Mas, a metáfora de Janot parecia ter também um destino específico. Nesta terça, o ministro do Supremo Gilmar Mendes, em conversa com jornalistas, fez críticas ao vazamento de informações no âmbito da Lava Jato, logo após o pedido de prisão dos integrantes da cúpula peemedebistas ser noticiada pela imprensa.“Vamos dizer claramente, e aconteceu inclusive em processo de minha relatoria, processos ocultos, que vêm como ocultos e que vocês [imprensa] já sabem, divulgam no Jornal Nacional, antes de chegar no meu gabinete. Isso tem ocorrido e precisa ter cuidado. Porque isso é abuso de autoridade claro”, disse Mendes.

Em seu discurso, Janot também insistiu de que leviandades e calúnias são usadas para tentar dificultar o trabalho dos procuradores, mas elas não causariam “mais do que perturbação temporária no caminho a seguir”. “Busca-se com tais diversionismos mudar o foco da opinião pública, confundir a sociedade e garantir a tranquilidade daqueles que, sem cerimônia, avançam vorazes sobre o patrimônio que deveria servir ao progresso do país e ao bem-estar do povo”.

Desde o início da operação Lava Jato, o Procurador-geral da República já abriu investigações que atingem mais de 60 políticos com e sem foro privilegiado. Depois de balançar o Governo Dilma Rousseff (PT), a presidente afastada, agora causa seríssimas preocupações à gestão interina de Michel Temer (PMDB). Se as prisões dos quatro figurões peemedebistas se concretizarem nas próximas semanas, o governo Temer passará por um tsunami político, conforme auxiliares dele relataram à reportagem.

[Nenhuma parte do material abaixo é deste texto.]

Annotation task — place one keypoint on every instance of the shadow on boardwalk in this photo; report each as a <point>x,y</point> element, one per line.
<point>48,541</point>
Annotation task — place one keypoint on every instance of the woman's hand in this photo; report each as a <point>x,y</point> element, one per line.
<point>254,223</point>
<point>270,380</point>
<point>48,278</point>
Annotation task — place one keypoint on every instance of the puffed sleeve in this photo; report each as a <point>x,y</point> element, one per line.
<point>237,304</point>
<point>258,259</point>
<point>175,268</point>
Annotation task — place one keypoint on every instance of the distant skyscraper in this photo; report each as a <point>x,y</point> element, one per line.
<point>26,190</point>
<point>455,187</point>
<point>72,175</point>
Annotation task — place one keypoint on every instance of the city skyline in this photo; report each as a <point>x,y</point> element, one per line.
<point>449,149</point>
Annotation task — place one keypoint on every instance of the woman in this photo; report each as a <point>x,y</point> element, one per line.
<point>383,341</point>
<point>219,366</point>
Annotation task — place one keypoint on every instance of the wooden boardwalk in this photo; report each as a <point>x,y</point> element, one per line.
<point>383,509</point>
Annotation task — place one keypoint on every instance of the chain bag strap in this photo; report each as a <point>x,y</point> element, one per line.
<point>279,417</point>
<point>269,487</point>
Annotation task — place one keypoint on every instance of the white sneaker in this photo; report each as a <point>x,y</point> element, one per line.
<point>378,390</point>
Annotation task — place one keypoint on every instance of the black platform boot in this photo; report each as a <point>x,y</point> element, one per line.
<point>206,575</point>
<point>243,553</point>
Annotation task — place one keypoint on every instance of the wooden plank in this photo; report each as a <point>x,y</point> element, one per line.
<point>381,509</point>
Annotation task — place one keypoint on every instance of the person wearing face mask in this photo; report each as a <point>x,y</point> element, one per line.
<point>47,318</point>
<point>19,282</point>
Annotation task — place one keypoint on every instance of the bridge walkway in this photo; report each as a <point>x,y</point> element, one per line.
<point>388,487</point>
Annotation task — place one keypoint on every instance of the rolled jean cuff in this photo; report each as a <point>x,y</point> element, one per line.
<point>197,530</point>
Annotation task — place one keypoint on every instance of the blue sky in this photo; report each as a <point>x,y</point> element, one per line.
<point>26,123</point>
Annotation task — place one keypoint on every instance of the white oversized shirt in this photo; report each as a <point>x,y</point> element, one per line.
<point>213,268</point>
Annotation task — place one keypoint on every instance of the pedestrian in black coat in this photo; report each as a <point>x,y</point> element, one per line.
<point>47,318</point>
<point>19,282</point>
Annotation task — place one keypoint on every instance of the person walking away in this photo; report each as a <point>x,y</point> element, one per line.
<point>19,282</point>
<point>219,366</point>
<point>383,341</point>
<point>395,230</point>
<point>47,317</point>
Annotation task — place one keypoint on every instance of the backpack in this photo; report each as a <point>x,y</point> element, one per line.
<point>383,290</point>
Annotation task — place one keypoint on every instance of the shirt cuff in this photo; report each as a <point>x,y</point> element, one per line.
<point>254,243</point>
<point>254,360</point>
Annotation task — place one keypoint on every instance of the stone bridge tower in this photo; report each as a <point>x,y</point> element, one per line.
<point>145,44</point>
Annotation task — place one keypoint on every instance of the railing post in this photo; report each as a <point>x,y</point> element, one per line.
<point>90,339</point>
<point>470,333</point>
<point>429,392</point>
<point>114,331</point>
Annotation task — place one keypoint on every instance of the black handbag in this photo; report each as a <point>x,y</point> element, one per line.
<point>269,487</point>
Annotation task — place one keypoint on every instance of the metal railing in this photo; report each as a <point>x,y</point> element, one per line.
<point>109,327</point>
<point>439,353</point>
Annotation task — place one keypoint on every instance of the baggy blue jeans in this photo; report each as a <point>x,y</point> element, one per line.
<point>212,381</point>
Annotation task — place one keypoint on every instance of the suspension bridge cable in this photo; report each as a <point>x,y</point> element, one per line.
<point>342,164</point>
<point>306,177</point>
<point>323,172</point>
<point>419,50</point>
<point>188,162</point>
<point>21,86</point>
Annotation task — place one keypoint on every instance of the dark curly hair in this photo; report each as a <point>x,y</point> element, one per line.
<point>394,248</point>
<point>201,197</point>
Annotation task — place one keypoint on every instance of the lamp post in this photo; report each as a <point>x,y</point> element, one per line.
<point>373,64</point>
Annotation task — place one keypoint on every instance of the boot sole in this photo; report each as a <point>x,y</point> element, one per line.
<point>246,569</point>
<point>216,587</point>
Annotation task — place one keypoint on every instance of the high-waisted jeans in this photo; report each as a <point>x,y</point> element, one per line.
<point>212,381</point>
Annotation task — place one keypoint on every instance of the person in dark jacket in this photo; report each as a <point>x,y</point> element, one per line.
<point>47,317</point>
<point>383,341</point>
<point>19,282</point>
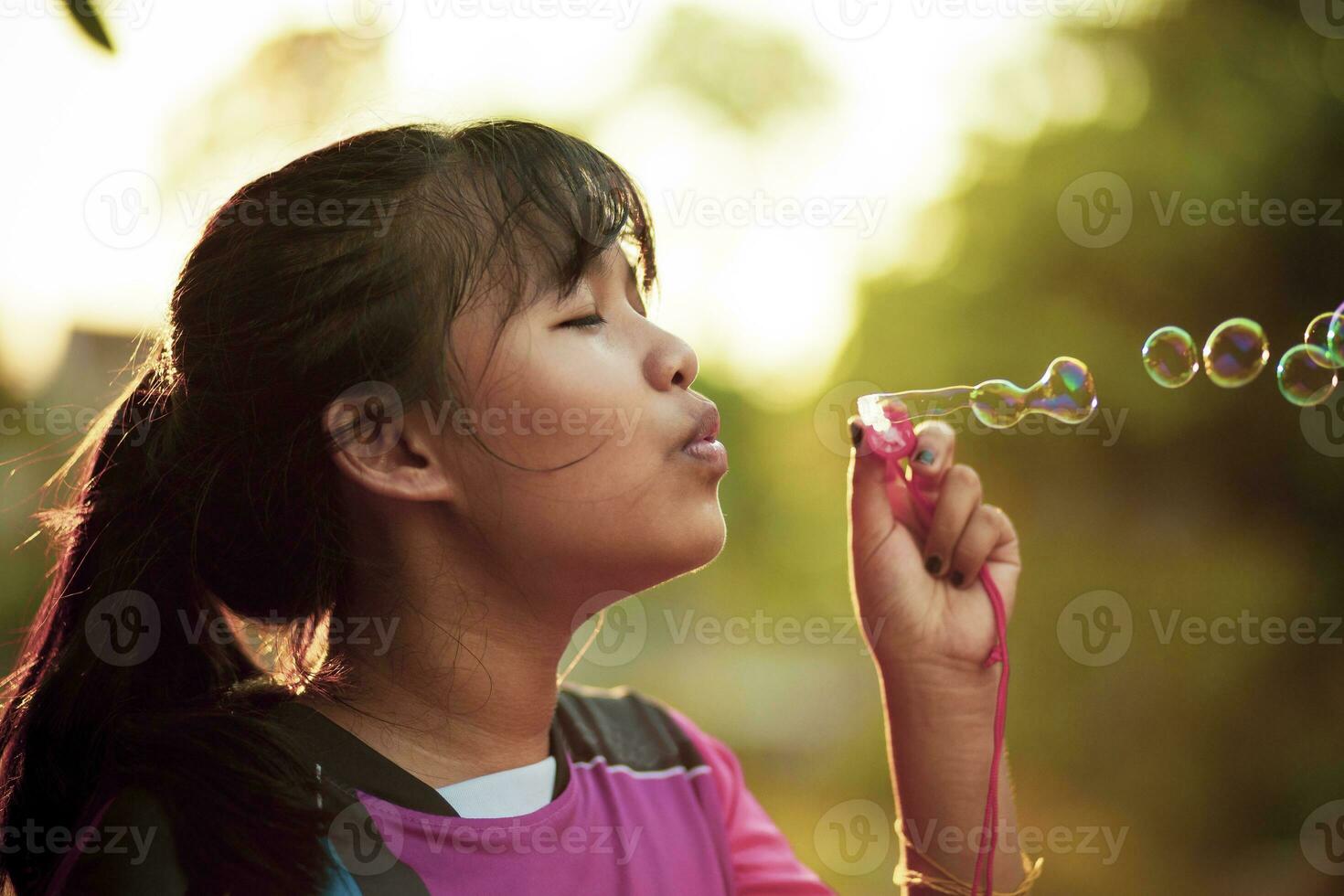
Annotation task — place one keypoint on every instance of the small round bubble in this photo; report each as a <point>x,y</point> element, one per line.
<point>1235,352</point>
<point>1304,375</point>
<point>1171,357</point>
<point>1327,334</point>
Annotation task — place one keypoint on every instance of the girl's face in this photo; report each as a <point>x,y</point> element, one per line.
<point>586,407</point>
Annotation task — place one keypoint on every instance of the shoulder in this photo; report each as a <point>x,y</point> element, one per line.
<point>625,727</point>
<point>126,848</point>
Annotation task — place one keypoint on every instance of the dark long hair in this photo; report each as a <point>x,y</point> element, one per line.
<point>208,495</point>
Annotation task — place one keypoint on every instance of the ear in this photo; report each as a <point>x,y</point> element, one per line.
<point>378,448</point>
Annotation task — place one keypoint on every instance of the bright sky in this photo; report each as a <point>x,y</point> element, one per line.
<point>763,240</point>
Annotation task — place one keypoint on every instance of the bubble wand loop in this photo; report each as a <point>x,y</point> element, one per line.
<point>1066,392</point>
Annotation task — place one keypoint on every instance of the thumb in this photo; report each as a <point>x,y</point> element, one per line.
<point>877,513</point>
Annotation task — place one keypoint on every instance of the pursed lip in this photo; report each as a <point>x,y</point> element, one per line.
<point>706,426</point>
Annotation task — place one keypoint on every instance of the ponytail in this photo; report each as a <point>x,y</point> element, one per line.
<point>208,497</point>
<point>123,680</point>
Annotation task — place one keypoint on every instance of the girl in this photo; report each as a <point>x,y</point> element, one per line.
<point>411,389</point>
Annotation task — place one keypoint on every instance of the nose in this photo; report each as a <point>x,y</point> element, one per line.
<point>671,363</point>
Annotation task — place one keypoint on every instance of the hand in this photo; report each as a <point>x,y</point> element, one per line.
<point>917,590</point>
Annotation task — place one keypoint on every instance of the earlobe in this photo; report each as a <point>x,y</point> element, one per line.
<point>374,449</point>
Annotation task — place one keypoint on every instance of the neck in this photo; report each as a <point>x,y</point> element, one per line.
<point>463,680</point>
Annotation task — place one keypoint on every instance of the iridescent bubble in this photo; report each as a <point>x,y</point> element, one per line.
<point>1171,357</point>
<point>1335,338</point>
<point>1327,334</point>
<point>1235,352</point>
<point>1306,377</point>
<point>1064,391</point>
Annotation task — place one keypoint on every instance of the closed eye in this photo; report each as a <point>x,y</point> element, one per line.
<point>588,321</point>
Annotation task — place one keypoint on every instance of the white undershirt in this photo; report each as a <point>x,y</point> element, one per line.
<point>503,795</point>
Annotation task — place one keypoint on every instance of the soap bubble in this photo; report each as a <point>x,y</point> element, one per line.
<point>1064,392</point>
<point>1327,334</point>
<point>1171,357</point>
<point>1235,352</point>
<point>1306,375</point>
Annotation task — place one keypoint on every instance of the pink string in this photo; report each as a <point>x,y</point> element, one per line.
<point>997,655</point>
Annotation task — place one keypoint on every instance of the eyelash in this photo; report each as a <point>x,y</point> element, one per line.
<point>588,321</point>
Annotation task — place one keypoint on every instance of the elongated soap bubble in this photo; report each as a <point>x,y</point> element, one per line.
<point>1235,352</point>
<point>1306,375</point>
<point>1327,334</point>
<point>1171,357</point>
<point>1064,392</point>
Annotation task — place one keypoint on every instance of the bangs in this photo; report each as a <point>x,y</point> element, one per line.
<point>537,208</point>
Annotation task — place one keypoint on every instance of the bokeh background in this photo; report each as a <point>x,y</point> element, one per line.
<point>849,197</point>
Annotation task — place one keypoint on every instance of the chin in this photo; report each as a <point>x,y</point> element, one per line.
<point>699,540</point>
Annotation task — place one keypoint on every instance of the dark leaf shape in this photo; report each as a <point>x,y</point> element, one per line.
<point>89,22</point>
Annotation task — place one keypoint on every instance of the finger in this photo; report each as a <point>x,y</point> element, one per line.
<point>958,497</point>
<point>986,531</point>
<point>874,513</point>
<point>935,446</point>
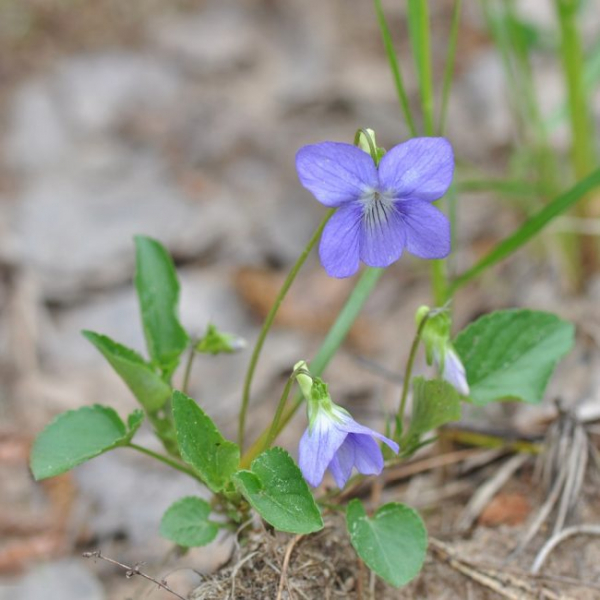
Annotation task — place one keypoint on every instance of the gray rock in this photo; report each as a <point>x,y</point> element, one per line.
<point>126,493</point>
<point>215,40</point>
<point>74,227</point>
<point>66,579</point>
<point>84,98</point>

Esse caso envolvendo Cunha, Jucá, Calheiros e Sarney se baseia na delação premiada do ex-senador e ex-presidente da Transpetro, Sergio Machado, que gravou diálogos com alguns dos peemedebistas. A conversa com Jucá, na qual é sugerido um acordo para barrar a operação Lava Jato, resultou na demissão do senador do ministério do Planejamento.

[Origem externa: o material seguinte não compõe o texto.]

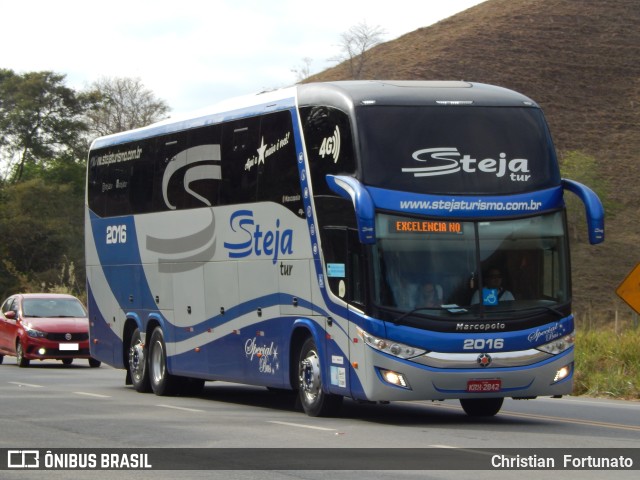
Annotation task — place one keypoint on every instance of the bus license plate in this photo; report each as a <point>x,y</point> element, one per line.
<point>484,386</point>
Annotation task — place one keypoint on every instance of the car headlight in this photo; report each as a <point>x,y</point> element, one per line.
<point>558,345</point>
<point>32,332</point>
<point>396,349</point>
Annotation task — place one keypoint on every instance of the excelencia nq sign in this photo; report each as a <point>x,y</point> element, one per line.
<point>426,226</point>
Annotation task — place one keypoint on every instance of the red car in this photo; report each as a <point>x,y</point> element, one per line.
<point>39,326</point>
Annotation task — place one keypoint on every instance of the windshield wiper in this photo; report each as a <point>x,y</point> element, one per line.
<point>417,309</point>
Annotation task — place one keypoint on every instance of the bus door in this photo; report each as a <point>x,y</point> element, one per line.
<point>344,259</point>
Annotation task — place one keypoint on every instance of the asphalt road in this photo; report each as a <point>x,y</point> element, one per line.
<point>50,406</point>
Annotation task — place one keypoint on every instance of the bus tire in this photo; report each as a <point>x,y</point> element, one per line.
<point>138,366</point>
<point>315,402</point>
<point>162,382</point>
<point>481,407</point>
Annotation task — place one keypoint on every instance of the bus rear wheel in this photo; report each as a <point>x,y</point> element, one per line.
<point>481,407</point>
<point>162,382</point>
<point>315,402</point>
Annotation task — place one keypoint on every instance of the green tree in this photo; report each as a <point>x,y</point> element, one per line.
<point>42,244</point>
<point>41,120</point>
<point>124,104</point>
<point>354,45</point>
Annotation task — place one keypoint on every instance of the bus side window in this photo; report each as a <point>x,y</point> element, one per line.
<point>343,256</point>
<point>278,178</point>
<point>241,149</point>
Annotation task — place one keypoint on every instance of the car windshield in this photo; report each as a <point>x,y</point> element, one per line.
<point>441,267</point>
<point>52,307</point>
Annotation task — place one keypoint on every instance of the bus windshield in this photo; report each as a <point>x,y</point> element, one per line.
<point>439,266</point>
<point>495,150</point>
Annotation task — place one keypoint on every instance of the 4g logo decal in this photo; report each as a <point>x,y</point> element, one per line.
<point>331,146</point>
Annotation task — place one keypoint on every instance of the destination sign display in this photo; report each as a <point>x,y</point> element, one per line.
<point>425,226</point>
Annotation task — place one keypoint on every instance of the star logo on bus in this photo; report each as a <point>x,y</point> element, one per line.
<point>261,151</point>
<point>484,360</point>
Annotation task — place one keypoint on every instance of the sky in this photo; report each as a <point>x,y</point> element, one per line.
<point>193,53</point>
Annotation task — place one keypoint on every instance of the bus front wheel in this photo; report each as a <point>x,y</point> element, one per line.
<point>315,402</point>
<point>481,407</point>
<point>138,364</point>
<point>162,382</point>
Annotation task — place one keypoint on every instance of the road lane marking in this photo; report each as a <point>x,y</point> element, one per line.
<point>182,408</point>
<point>300,425</point>
<point>576,421</point>
<point>20,384</point>
<point>92,394</point>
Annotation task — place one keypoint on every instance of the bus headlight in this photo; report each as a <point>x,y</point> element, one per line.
<point>396,349</point>
<point>563,373</point>
<point>558,345</point>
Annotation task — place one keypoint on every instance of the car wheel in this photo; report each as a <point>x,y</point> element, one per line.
<point>162,382</point>
<point>315,402</point>
<point>138,363</point>
<point>20,360</point>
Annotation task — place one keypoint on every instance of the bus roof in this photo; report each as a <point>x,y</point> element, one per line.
<point>340,94</point>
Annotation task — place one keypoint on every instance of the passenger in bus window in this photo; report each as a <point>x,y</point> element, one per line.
<point>493,291</point>
<point>429,295</point>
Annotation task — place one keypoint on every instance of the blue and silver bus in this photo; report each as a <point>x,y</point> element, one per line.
<point>376,240</point>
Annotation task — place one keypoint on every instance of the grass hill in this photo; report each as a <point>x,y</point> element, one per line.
<point>580,60</point>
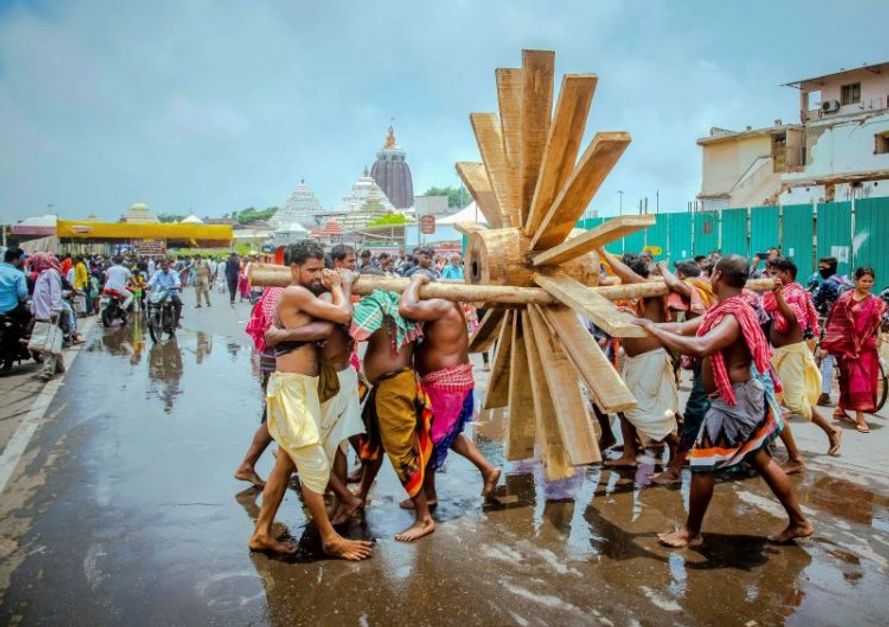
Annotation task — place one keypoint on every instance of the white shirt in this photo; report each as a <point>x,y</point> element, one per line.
<point>117,278</point>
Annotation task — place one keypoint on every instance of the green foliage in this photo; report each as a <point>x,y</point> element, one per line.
<point>250,214</point>
<point>458,197</point>
<point>393,219</point>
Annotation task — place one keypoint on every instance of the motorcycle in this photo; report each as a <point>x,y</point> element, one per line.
<point>14,335</point>
<point>160,315</point>
<point>111,306</point>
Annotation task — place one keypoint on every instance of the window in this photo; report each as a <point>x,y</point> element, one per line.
<point>813,100</point>
<point>851,94</point>
<point>881,143</point>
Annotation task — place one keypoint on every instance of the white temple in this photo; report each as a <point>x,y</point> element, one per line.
<point>363,204</point>
<point>302,208</point>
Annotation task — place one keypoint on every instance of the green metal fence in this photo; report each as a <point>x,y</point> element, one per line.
<point>856,234</point>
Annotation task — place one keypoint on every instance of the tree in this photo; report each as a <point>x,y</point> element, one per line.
<point>458,197</point>
<point>393,219</point>
<point>251,214</point>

Cunha pode ser réu de novo

Enquanto uma nova bomba contra os peemedebistas não estoura, nesta segunda-feira, o ministro Teori Zavascki, do STF, liberou para julgamento a segunda ação contra o deputado federal afastado Eduardo Cunha que é suspeito de abastecer contas bancárias na Suíça com recursos provenientes de corrupção na Petrobras.

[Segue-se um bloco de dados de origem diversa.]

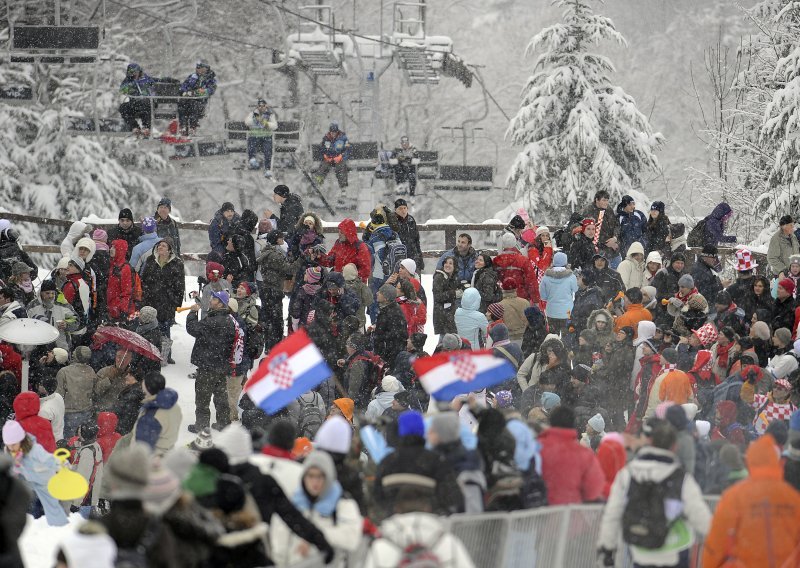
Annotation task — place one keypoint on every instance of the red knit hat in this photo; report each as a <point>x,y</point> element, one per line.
<point>788,285</point>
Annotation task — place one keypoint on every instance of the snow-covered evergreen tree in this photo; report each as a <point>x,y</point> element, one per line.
<point>580,132</point>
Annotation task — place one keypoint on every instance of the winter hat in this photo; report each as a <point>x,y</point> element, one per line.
<point>550,400</point>
<point>179,460</point>
<point>677,417</point>
<point>163,489</point>
<point>389,292</point>
<point>707,334</point>
<point>597,423</point>
<point>222,296</point>
<point>783,335</point>
<point>82,354</point>
<point>149,225</point>
<point>447,426</point>
<point>61,355</point>
<point>410,423</point>
<point>391,384</point>
<point>497,310</point>
<point>89,546</point>
<point>148,314</point>
<point>409,265</point>
<point>100,238</point>
<point>350,272</point>
<point>346,405</point>
<point>508,240</point>
<point>782,366</point>
<point>703,427</point>
<point>203,441</point>
<point>313,274</point>
<point>670,355</point>
<point>451,342</point>
<point>690,409</point>
<point>761,330</point>
<point>744,261</point>
<point>335,435</point>
<point>236,442</point>
<point>788,285</point>
<point>13,433</point>
<point>282,434</point>
<point>126,472</point>
<point>504,399</point>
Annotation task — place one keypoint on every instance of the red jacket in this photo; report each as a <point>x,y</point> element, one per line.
<point>120,283</point>
<point>570,471</point>
<point>26,407</point>
<point>415,315</point>
<point>12,361</point>
<point>511,264</point>
<point>107,436</point>
<point>351,251</point>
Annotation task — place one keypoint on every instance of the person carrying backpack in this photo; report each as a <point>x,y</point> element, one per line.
<point>654,505</point>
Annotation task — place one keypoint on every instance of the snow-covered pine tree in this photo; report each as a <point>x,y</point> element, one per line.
<point>580,132</point>
<point>782,115</point>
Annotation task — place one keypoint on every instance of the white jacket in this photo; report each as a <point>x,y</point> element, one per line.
<point>630,270</point>
<point>426,529</point>
<point>51,408</point>
<point>652,464</point>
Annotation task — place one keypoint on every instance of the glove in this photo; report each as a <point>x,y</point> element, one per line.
<point>605,557</point>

O julgamento deve ocorrer no dia 23 de junho. Se a denúncia for aceita, Cunha se tornará réu em um segundo processo por corrupção. Nesta ação, o peemedebista é acusado de receber 5,2 milhões de reais de propina por intermediar para a Petrobras a compra de um campo de petróleo em Benin, no continente africano. Na quinta-feira, a mulher de Cunha, a jornalista Cláudia Cruz, tornou-se ré em um inquérito semelhante que está sob o cuidado da primeira instância da Justiça Federal no Paraná.